Touted as “a glimpse into the memories of a deteriorating relationship,” Lauren Rothery and Jeff Melanson’s latest music video for Brooklyn based band Auto Body’s most recent single, “Say What You Will,” is a stylized exploration of the tumultuous relationships we find ourselves in and how difficult they can be to let go of, even after many years of wrestling with the situation. Following a ‘first love’ relationship coming to an end years later, after an argument ensues, the couple revisits memories which track their steady undoing; a direct result of an increasing inability to communicate. Ultimately the two must determine whether it is best to start fresh together, or apart.
The music video, which is Rothery’s debut co-directed by Melanson, it is also their first collaboration. Produced by Tibaut Bowman, the video defines a mindset of DIY culture in the Brooklyn community, highlighting the pooling of resources and talents to create a completely unique piece of film. The band, that has been described as an ‘avant garde supergroup,’ fit the mould perfectly for Rotherly and Melanson’s project, as the visuals are as equally as grand a statement as the lyrics and melody while still having a sense of individuality and humbleness to them.
This is consolidated by the creative duo’s belief in keeping film photography active amidst a digital-minded generation, something which can be easily lost in translation in an era that relies so heavily on the internet. Portable spoke to Rothery and Melanson about the project, strong relationships and bold decisions.
Portable: How did the collaboration come about?
Jeff Melanson: We met working on an independent feature, and then again on a short film a few months later. We quickly developed this ongoing dialogue about storytelling. We spent so much time analyzing the filmmaking process, the filmmakers, the storytellers we look up to. Finally we got off our asses and decided to tell a story. Luckily I had worked with Tibaut a few years back, and we were able to start with a great band, and a powerful song.
P: What did you think of when you first heard the song?
Lauren Rothery: I really tried not to listen to the words the first time. Jeff and I didn’t want the video to feel too formulated or match the lyrics in an overly clean way. But there was an immediate sense of nostalgia for both of us I think. The concept of miscommunication or rather, complete lack of communication as realized through memories came later.
P: What was your initial idea for the music video and how did it evolve? What is the story?
Lauren Rothery: The initial idea was pretty broad. We wanted to convey this sort of absurd alternate universe where people are collectively compelled to write what they can’t say on the bodies of other people. Then it became more focused and oddly dark with just these two people in the aftermath of a fight. Finally we split the difference, and the writing became a metaphor for the lack of communication which is a common thread for this couple.
Jeff Melanson: It all starts with that moment in any great friendship or relationship where it’s a good thing that you don’t have to say anything, and you still get each other. As kids, he’s writing I’m scared, he doesn’t say it, but she’s looking him dead in the eyes and she knows. It’s only years later that their habit of under sharing becomes negative.

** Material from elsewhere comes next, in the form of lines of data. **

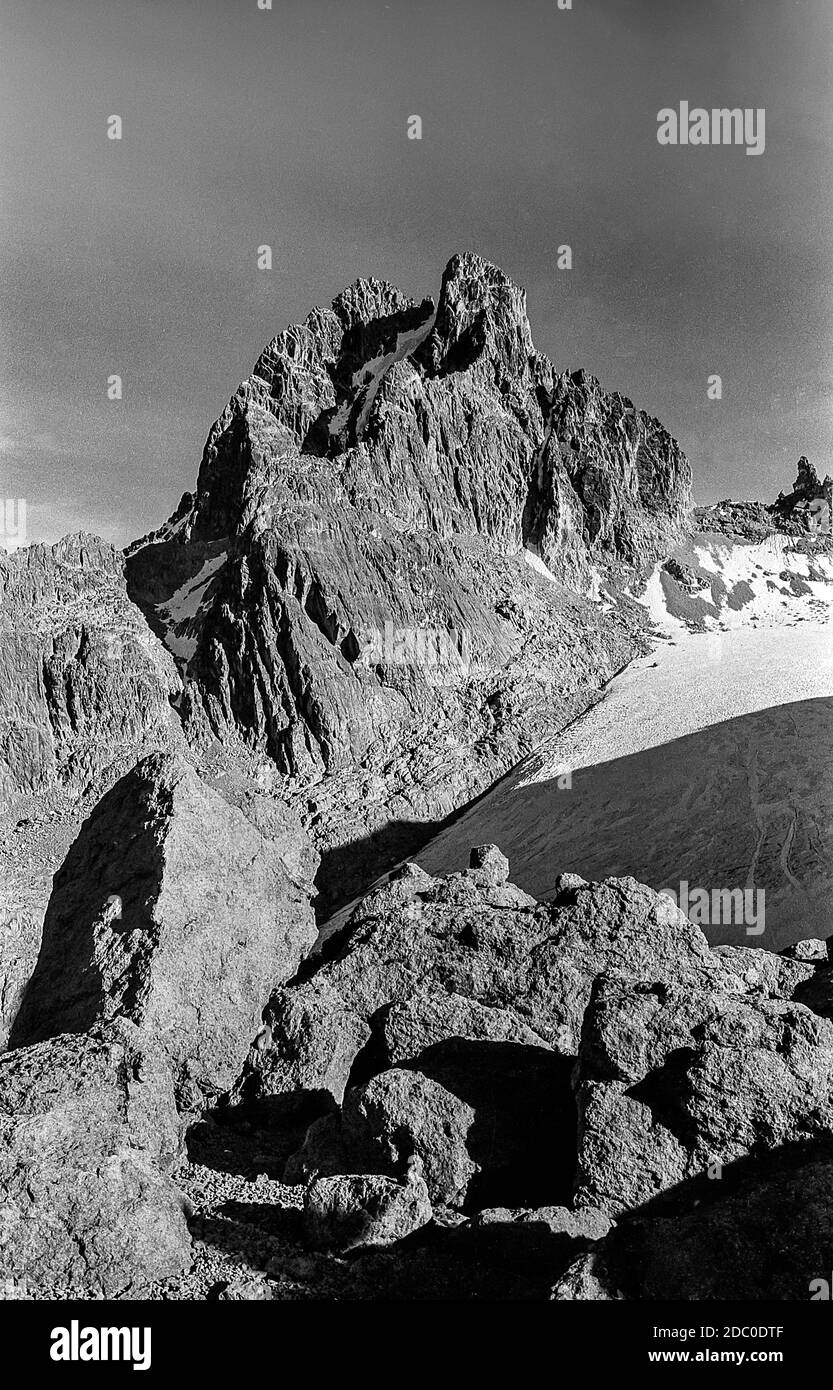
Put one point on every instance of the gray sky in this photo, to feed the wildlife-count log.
(288, 127)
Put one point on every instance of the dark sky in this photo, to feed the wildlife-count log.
(288, 127)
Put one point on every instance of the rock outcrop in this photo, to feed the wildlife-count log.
(766, 1239)
(353, 1212)
(82, 679)
(810, 505)
(85, 690)
(395, 546)
(454, 1009)
(88, 1137)
(180, 912)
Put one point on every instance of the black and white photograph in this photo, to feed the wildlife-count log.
(416, 666)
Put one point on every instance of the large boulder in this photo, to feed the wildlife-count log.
(366, 1209)
(88, 1136)
(303, 1051)
(395, 1116)
(673, 1084)
(177, 911)
(85, 690)
(765, 1239)
(470, 986)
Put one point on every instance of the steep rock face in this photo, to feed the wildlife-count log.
(88, 1136)
(810, 505)
(81, 676)
(85, 688)
(384, 583)
(180, 912)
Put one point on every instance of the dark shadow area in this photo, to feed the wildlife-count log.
(523, 1137)
(348, 872)
(698, 809)
(691, 1241)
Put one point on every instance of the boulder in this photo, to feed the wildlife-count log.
(673, 1084)
(365, 1209)
(180, 912)
(765, 1240)
(303, 1051)
(381, 1125)
(88, 1137)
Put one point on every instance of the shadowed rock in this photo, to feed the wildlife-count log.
(180, 912)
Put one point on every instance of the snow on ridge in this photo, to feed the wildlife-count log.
(182, 608)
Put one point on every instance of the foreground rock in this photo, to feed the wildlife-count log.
(675, 1083)
(88, 1136)
(352, 1212)
(180, 912)
(85, 690)
(452, 1016)
(769, 1240)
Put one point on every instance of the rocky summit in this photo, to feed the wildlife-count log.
(344, 829)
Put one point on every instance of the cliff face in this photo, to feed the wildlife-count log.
(82, 680)
(390, 570)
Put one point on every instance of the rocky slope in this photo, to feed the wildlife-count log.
(415, 558)
(385, 585)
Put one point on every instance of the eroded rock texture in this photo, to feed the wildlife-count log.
(177, 911)
(88, 1137)
(349, 590)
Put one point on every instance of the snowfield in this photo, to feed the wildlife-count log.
(708, 762)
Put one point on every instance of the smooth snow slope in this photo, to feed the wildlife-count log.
(708, 762)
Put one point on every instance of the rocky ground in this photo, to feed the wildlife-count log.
(417, 563)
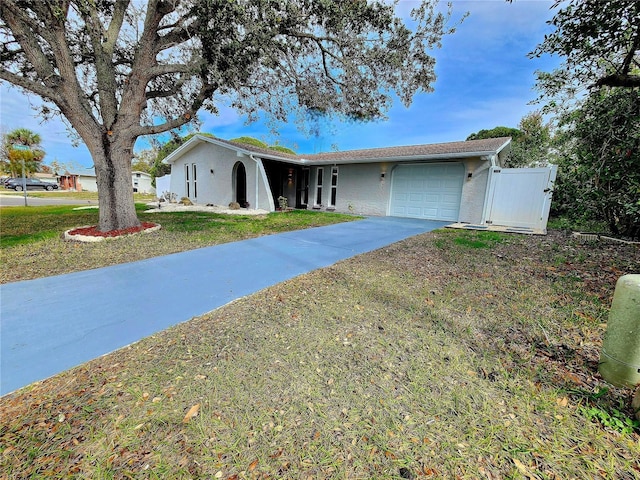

P: What is your background in film? When did you first become interested and have you had any formal training if any and if so where?
Lauren Rothery: I grew up loving film, it was very important to me but it wasn’t always something I had in mind as a career. I started training in Costume Design but last year, I decided to try my hand at directing.
Jeff Melanson: In high school a friend of mine worked at a movie theater and she would get me in for free. I would go and just sit by myself and watch a movie. I fell in love with the whole experience. Later on I narrowed my focus as a cinematographer, but what got me wasn’t technical, it was escaping into those stories.
P: What draws you to the relationship between music and film and why?
Jeff Melanson: I’ve always been a musician. As friends, Tibaut and I share this love of music. For me, there was a lot to live up to with this song, there’s a world that is created in great songs. We wanted to do that world justice.
P: Can you explain the writing on the body. What is it meant to represent?
Lauren Rothery: The writing is meant to represent everything these two people can’t say, or choose not to say to the other. In a relationship you are uniquely affected by what you can’t know about the other person, what goes on in their head. You carry it around with you and the weight of it builds over time.
P: What inspired you and the band?
Lauren Rothery: “Say What You Will” to us is about miscommunication, the way it builds over time. It’s about needing someone to know you, and not always being able to verbalize that need. Such a universal idea, when paired with the nostalgia of this song, the concept had to be really tangible. We felt inspired by how such a big sound could feel personal and unique.
P: Who, what or where are your influences and how do they affect your work?
Lauren Rothery: I’m really influenced by writers. The great ones are able to suck you into a character or a story in such a personal way. There are musicians like that too, listen to Jim Morrison doing improv poetry performing The End, it’s a story.
P: What equipment and techniques did you use?
Jeff Melanson: We shot 16mm film, aside from the apartment we didn’t light. Everything was handheld. We wanted a very natural feel, we wanted the video to play out like an intimate series of memories.
Lauren Rothery: Jeff and I are still adamant that the images you can create with film are irreplaceable. This film in particular just didn’t suit any kind of mechanical reference visually. The movements are soft, the story is loose, the film just captures the moments in a very natural way.